The other problem, which will play out now and until new supplies ramp up, is which Covid-19 patients will get the drug. If Mylan’s 50-million-for-1.5-million-patients ratio holds, it implies roughly a 30-day regimen of a pill a day, so, one could speculate, there is sufficient supply for the next few months in the US, when all the existing stocks are added up. (As of April 2, there were about 220,000 active Covid-19 cases in the US.) However, at least one of the clinical trials is looking into the drugs’ effectiveness as a Covid-19 preventive. Regardless of how that trial plays out, it won’t be long before people will be pounding on pharmacy doors looking for a drug to prevent the infection, or the 80% or so of patients who have only mild symptoms and thus do not become an active case.
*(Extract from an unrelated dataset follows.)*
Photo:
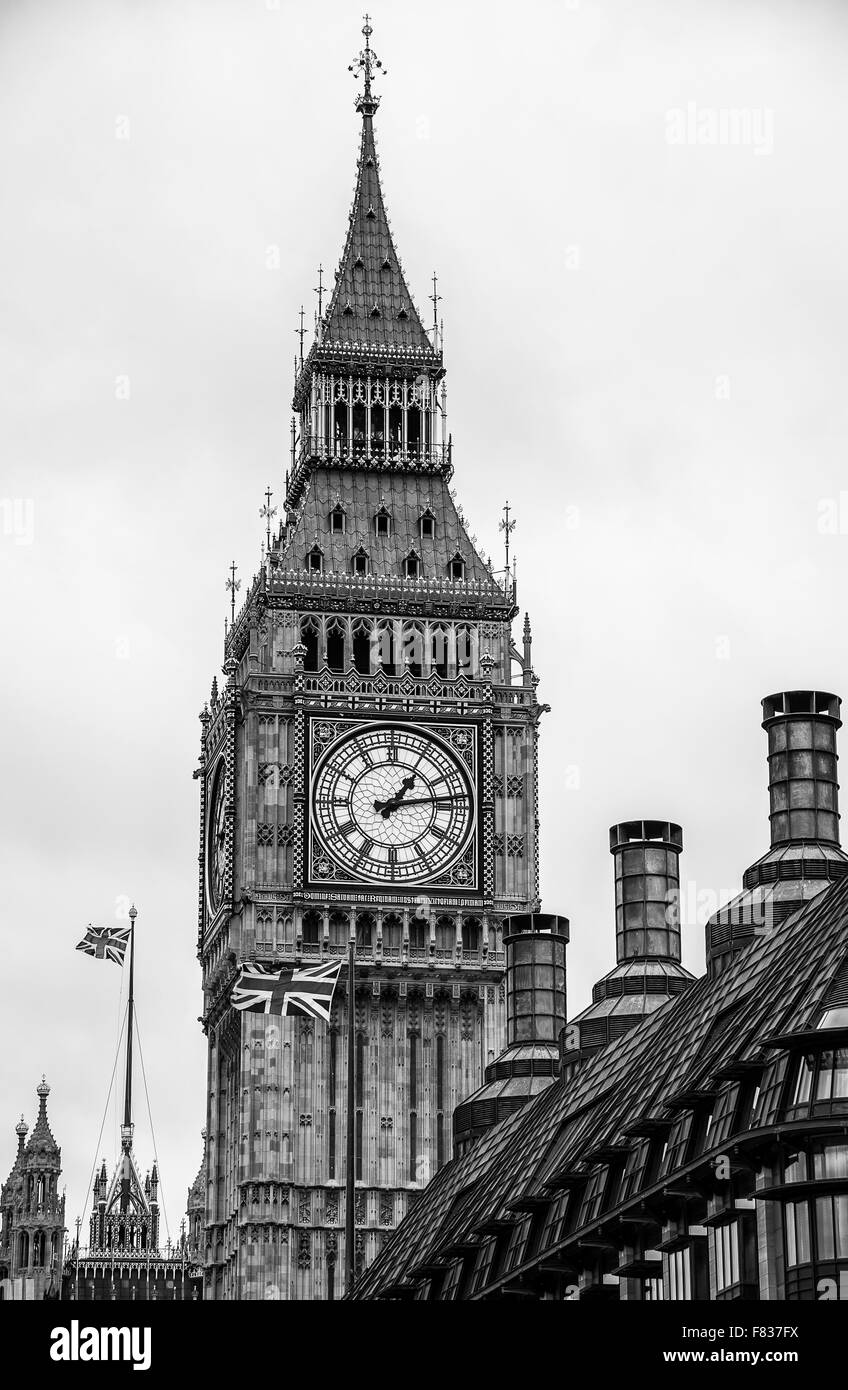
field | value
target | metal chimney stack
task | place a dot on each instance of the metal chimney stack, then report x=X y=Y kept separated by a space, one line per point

In retrospect, there never was a prohibition on using hydroxychloroquine for Covid-19 patients, but what did exist was an inability to plan for the inevitable rush to the drug as the pandemic took hold. The Trump administration could have pushed for the EUA simultaneously with the declaration of the national emergency–but who knows what stocks would have been available at that time? It’s also possible that the politicized debate around the Defense Production Act (now invoked to accelerate supply of ventilators for Covid-19 patients) could also have applied to supplying the hydroxychloroquine sooner; the companies that have gone forward with production increases did so on their own (in fact, there’s a case to be made for invoking it now). Instead, what we’re left with is a few tweets and angry finger-pointing, while healthcare providers scramble to save lives.